I have tried the pd.json_normalization
, but I don't think it is working. I have attached a screenshot. In that the top most level is "WTFY_Combined"
, and inside it there are three more levels of data. So, out of the levels, I need to read "OccuMa" which is marked in yellow color, and then inside "OccuMa", there are another level of data "OccuCode" and "OccuDesc". I need to read those two levels in two different dataframes.
I know that one way of doing is to take those two in two different JSON files, but in real, I will have such multi level structure to read.
I am trying below code:
import pandas as pd
import json as js
with open ("filepath", "r") as f:
data = js.loads(f.read())
df_flat = pd.json_normalize(data, record_path=['OccuCode'])

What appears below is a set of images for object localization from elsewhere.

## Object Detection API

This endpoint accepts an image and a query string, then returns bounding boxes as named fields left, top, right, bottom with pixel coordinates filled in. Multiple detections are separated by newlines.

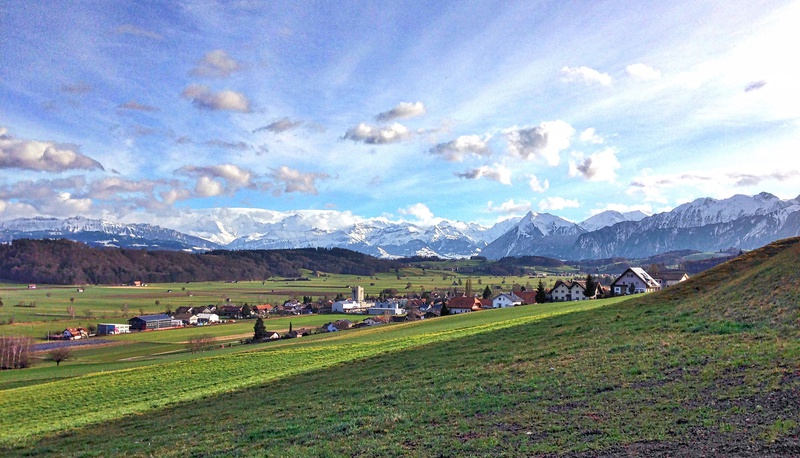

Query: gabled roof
left=493, top=292, right=523, bottom=302
left=659, top=271, right=689, bottom=281
left=447, top=296, right=482, bottom=309
left=516, top=291, right=538, bottom=304
left=613, top=267, right=660, bottom=288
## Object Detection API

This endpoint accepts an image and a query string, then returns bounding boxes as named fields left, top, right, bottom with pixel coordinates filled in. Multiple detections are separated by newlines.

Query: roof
left=516, top=291, right=538, bottom=304
left=659, top=271, right=689, bottom=281
left=613, top=267, right=661, bottom=288
left=132, top=314, right=173, bottom=322
left=447, top=296, right=482, bottom=309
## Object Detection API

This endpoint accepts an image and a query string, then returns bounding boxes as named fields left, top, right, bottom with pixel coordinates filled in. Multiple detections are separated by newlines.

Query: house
left=405, top=310, right=424, bottom=322
left=128, top=314, right=174, bottom=331
left=96, top=323, right=130, bottom=335
left=62, top=327, right=88, bottom=340
left=174, top=306, right=194, bottom=316
left=195, top=313, right=220, bottom=324
left=133, top=281, right=142, bottom=287
left=219, top=305, right=242, bottom=318
left=515, top=291, right=538, bottom=304
left=320, top=322, right=339, bottom=333
left=656, top=271, right=690, bottom=288
left=549, top=280, right=574, bottom=302
left=266, top=331, right=281, bottom=340
left=611, top=267, right=661, bottom=295
left=361, top=316, right=390, bottom=326
left=569, top=281, right=591, bottom=301
left=492, top=293, right=523, bottom=308
left=368, top=300, right=405, bottom=316
left=332, top=299, right=368, bottom=313
left=252, top=304, right=273, bottom=316
left=333, top=319, right=354, bottom=330
left=27, top=284, right=36, bottom=289
left=447, top=296, right=482, bottom=314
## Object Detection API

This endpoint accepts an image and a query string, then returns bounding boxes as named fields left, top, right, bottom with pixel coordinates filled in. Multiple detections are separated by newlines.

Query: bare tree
left=83, top=309, right=94, bottom=319
left=187, top=334, right=215, bottom=354
left=67, top=306, right=76, bottom=319
left=49, top=347, right=71, bottom=366
left=121, top=303, right=129, bottom=317
left=0, top=336, right=33, bottom=369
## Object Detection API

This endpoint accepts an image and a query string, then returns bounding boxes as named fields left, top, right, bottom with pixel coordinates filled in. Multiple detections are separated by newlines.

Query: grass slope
left=3, top=237, right=800, bottom=456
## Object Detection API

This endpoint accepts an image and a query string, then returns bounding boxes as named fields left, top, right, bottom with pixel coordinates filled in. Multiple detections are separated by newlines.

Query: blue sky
left=1, top=0, right=799, bottom=230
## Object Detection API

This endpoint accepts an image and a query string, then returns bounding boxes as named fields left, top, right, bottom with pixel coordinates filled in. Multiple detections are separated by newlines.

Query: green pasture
left=0, top=269, right=574, bottom=338
left=0, top=299, right=613, bottom=447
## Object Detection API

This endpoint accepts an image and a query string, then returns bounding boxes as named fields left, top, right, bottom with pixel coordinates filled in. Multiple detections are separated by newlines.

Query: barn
left=128, top=314, right=173, bottom=331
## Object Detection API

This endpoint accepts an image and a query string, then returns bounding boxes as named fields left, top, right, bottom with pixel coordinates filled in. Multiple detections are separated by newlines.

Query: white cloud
left=455, top=164, right=511, bottom=185
left=160, top=188, right=192, bottom=205
left=398, top=203, right=436, bottom=224
left=0, top=128, right=104, bottom=172
left=88, top=177, right=158, bottom=199
left=343, top=122, right=411, bottom=144
left=527, top=175, right=549, bottom=193
left=181, top=85, right=251, bottom=112
left=578, top=128, right=604, bottom=144
left=115, top=24, right=162, bottom=40
left=270, top=166, right=330, bottom=195
left=539, top=196, right=579, bottom=211
left=191, top=50, right=242, bottom=78
left=560, top=66, right=612, bottom=86
left=569, top=148, right=621, bottom=182
left=486, top=199, right=533, bottom=214
left=505, top=120, right=574, bottom=166
left=375, top=102, right=427, bottom=122
left=626, top=63, right=661, bottom=80
left=195, top=176, right=225, bottom=197
left=430, top=135, right=491, bottom=162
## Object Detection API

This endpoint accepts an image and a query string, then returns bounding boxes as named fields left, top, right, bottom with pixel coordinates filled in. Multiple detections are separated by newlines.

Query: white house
left=195, top=313, right=220, bottom=324
left=492, top=293, right=522, bottom=308
left=368, top=300, right=406, bottom=315
left=569, top=281, right=589, bottom=301
left=656, top=271, right=690, bottom=287
left=549, top=280, right=573, bottom=302
left=332, top=299, right=370, bottom=313
left=611, top=267, right=661, bottom=295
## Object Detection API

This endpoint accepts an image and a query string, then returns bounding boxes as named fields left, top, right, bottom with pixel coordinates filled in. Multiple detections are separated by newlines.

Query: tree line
left=0, top=239, right=400, bottom=285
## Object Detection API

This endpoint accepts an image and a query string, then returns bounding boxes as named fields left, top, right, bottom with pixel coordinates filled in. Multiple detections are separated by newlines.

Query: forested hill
left=0, top=239, right=400, bottom=285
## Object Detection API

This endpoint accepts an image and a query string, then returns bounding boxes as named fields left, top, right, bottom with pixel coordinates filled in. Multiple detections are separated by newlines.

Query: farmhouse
left=492, top=293, right=523, bottom=308
left=515, top=290, right=538, bottom=304
left=549, top=280, right=573, bottom=301
left=656, top=271, right=690, bottom=287
left=62, top=327, right=88, bottom=340
left=368, top=300, right=405, bottom=315
left=447, top=296, right=482, bottom=314
left=128, top=314, right=174, bottom=331
left=611, top=267, right=661, bottom=295
left=195, top=313, right=220, bottom=324
left=97, top=323, right=130, bottom=335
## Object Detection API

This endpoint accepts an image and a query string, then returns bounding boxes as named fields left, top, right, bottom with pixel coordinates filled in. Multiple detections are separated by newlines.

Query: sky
left=2, top=0, right=799, bottom=231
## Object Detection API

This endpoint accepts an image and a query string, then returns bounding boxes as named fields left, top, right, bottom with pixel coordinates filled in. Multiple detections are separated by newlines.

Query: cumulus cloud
left=375, top=102, right=427, bottom=122
left=579, top=128, right=604, bottom=144
left=180, top=164, right=253, bottom=187
left=455, top=164, right=512, bottom=185
left=0, top=178, right=92, bottom=216
left=430, top=135, right=491, bottom=162
left=194, top=176, right=225, bottom=197
left=0, top=128, right=104, bottom=172
left=253, top=118, right=303, bottom=134
left=343, top=122, right=411, bottom=144
left=115, top=24, right=162, bottom=40
left=744, top=80, right=767, bottom=92
left=181, top=85, right=251, bottom=112
left=539, top=197, right=579, bottom=211
left=505, top=120, right=574, bottom=166
left=486, top=199, right=533, bottom=214
left=60, top=82, right=93, bottom=95
left=527, top=175, right=549, bottom=193
left=118, top=100, right=159, bottom=112
left=160, top=188, right=192, bottom=205
left=560, top=66, right=612, bottom=86
left=191, top=50, right=242, bottom=78
left=569, top=148, right=621, bottom=182
left=625, top=63, right=661, bottom=80
left=270, top=166, right=330, bottom=195
left=398, top=203, right=436, bottom=224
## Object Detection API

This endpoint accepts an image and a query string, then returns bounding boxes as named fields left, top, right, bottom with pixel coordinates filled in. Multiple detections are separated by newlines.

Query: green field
left=1, top=238, right=799, bottom=456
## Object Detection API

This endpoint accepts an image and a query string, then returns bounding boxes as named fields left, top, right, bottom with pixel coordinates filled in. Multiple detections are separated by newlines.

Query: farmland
left=1, top=238, right=798, bottom=456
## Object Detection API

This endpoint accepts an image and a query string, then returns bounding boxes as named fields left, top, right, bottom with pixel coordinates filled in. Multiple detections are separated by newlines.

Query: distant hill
left=0, top=239, right=400, bottom=285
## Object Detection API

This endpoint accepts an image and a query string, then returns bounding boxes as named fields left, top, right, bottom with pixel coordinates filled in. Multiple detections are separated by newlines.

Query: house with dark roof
left=655, top=271, right=690, bottom=288
left=611, top=267, right=661, bottom=295
left=492, top=293, right=523, bottom=308
left=549, top=280, right=574, bottom=301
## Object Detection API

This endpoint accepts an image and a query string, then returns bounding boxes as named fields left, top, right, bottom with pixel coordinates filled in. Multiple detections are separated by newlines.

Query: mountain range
left=1, top=192, right=798, bottom=260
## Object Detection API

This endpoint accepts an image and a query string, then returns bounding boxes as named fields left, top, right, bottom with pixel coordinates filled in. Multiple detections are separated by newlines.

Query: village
left=56, top=267, right=689, bottom=342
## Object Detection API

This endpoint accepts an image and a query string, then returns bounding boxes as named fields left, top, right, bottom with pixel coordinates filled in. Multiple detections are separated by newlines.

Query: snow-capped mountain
left=1, top=192, right=798, bottom=260
left=481, top=212, right=585, bottom=259
left=579, top=210, right=649, bottom=232
left=0, top=216, right=220, bottom=252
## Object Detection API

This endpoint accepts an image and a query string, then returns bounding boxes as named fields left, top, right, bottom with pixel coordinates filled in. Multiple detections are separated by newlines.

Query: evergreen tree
left=241, top=303, right=251, bottom=317
left=465, top=277, right=473, bottom=297
left=584, top=274, right=597, bottom=298
left=253, top=317, right=267, bottom=340
left=440, top=302, right=451, bottom=316
left=535, top=280, right=547, bottom=303
left=482, top=285, right=492, bottom=299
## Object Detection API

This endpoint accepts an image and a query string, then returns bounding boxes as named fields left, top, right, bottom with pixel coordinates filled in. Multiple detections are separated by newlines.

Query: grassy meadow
left=1, top=239, right=798, bottom=456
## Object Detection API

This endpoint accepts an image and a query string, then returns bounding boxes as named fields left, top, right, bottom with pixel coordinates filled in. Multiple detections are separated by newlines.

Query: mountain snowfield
left=1, top=193, right=798, bottom=260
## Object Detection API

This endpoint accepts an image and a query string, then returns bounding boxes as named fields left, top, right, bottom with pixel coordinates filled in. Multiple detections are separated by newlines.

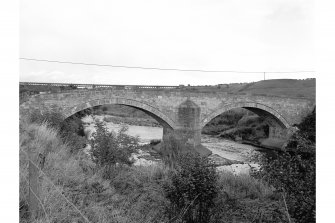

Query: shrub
left=216, top=171, right=273, bottom=200
left=90, top=121, right=140, bottom=178
left=28, top=110, right=88, bottom=153
left=254, top=109, right=316, bottom=223
left=210, top=171, right=287, bottom=222
left=158, top=133, right=193, bottom=168
left=104, top=165, right=170, bottom=222
left=28, top=110, right=64, bottom=129
left=20, top=122, right=167, bottom=223
left=19, top=122, right=90, bottom=222
left=163, top=153, right=218, bottom=223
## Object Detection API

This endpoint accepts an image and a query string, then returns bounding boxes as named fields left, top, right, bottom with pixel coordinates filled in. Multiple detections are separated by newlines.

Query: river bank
left=82, top=114, right=261, bottom=175
left=94, top=113, right=283, bottom=149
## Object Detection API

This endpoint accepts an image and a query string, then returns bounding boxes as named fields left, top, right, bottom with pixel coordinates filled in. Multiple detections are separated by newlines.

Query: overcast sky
left=20, top=0, right=315, bottom=85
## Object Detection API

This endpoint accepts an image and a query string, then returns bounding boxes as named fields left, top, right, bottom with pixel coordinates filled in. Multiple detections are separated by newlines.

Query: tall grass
left=19, top=121, right=170, bottom=222
left=217, top=171, right=273, bottom=200
left=211, top=171, right=287, bottom=222
left=20, top=118, right=287, bottom=222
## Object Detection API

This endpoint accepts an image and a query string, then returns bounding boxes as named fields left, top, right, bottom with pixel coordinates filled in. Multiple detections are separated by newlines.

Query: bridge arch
left=63, top=97, right=177, bottom=130
left=200, top=102, right=291, bottom=130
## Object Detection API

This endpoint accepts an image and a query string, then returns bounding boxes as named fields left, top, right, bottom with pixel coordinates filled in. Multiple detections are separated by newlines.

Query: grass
left=20, top=120, right=170, bottom=222
left=211, top=171, right=287, bottom=222
left=217, top=171, right=273, bottom=200
left=238, top=78, right=315, bottom=99
left=20, top=119, right=288, bottom=222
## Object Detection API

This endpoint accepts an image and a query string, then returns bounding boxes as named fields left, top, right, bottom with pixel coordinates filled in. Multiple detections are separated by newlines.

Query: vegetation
left=27, top=110, right=87, bottom=153
left=253, top=108, right=316, bottom=222
left=163, top=153, right=218, bottom=223
left=20, top=120, right=283, bottom=223
left=238, top=78, right=316, bottom=99
left=20, top=107, right=315, bottom=223
left=20, top=113, right=169, bottom=222
left=202, top=108, right=270, bottom=147
left=89, top=121, right=139, bottom=178
left=157, top=133, right=193, bottom=168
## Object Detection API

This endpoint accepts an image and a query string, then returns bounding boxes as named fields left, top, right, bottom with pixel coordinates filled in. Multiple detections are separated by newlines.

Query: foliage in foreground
left=254, top=108, right=316, bottom=223
left=27, top=110, right=87, bottom=153
left=20, top=112, right=292, bottom=223
left=163, top=153, right=218, bottom=223
left=89, top=121, right=140, bottom=178
left=19, top=121, right=169, bottom=223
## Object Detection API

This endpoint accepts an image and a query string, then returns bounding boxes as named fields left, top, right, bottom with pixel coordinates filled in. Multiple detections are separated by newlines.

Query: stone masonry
left=20, top=86, right=315, bottom=154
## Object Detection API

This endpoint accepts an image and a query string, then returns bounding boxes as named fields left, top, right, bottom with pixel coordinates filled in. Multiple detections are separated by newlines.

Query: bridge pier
left=269, top=126, right=288, bottom=140
left=261, top=126, right=297, bottom=149
left=171, top=99, right=212, bottom=156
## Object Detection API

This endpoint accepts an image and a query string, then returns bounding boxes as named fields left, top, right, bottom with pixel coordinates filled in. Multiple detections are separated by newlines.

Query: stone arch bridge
left=20, top=82, right=315, bottom=154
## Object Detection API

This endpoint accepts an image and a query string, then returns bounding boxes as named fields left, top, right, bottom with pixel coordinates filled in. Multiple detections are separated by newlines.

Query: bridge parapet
left=21, top=86, right=314, bottom=126
left=20, top=82, right=179, bottom=90
left=20, top=82, right=314, bottom=100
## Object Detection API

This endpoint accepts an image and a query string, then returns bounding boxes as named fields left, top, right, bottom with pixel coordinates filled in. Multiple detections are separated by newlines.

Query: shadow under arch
left=200, top=102, right=291, bottom=130
left=63, top=98, right=177, bottom=130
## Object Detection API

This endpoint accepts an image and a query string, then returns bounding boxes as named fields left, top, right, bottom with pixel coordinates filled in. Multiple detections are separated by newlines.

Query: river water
left=82, top=115, right=260, bottom=175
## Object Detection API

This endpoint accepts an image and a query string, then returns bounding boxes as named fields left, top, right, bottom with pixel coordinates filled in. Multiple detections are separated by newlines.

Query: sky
left=20, top=0, right=315, bottom=85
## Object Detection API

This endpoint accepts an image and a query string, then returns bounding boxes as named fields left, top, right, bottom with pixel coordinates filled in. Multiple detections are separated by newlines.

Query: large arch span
left=200, top=102, right=291, bottom=130
left=20, top=85, right=314, bottom=153
left=62, top=97, right=177, bottom=130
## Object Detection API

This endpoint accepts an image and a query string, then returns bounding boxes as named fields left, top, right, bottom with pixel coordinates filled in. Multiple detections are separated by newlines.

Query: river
left=82, top=115, right=261, bottom=175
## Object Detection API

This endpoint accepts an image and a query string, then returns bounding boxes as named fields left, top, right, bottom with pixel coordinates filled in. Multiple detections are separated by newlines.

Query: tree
left=254, top=108, right=316, bottom=223
left=89, top=121, right=139, bottom=177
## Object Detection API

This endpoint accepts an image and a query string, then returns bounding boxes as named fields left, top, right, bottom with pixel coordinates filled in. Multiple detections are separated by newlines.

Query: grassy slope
left=19, top=121, right=287, bottom=222
left=19, top=121, right=169, bottom=223
left=237, top=78, right=315, bottom=99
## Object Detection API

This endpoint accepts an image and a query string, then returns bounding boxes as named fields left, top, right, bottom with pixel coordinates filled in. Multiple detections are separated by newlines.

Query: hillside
left=236, top=78, right=315, bottom=99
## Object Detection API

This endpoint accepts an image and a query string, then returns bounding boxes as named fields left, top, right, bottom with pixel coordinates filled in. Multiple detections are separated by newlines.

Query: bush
left=19, top=122, right=90, bottom=222
left=163, top=153, right=218, bottom=223
left=210, top=171, right=288, bottom=222
left=27, top=110, right=88, bottom=153
left=90, top=121, right=139, bottom=178
left=254, top=109, right=316, bottom=223
left=28, top=110, right=64, bottom=129
left=158, top=133, right=193, bottom=168
left=107, top=165, right=170, bottom=222
left=20, top=122, right=168, bottom=223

df_flat2 = pd.json_normalize(data, record_path=['OccuDesc'])
But, it is not working, its giving "keyerror"
for obvious reason that I am not able to map the data into the dataframe properly.
CodePudding user response:
import pandas as pd
import json as js
with open ("filepath", "r") as f:
json_data = js.loads(f.read())
json_data = json_data['WTYF_Combined']['Extraction']['abc']['OccuMa']
df_data = pd.DataFrame(json_data)[['OccuCode','OccuDesc']]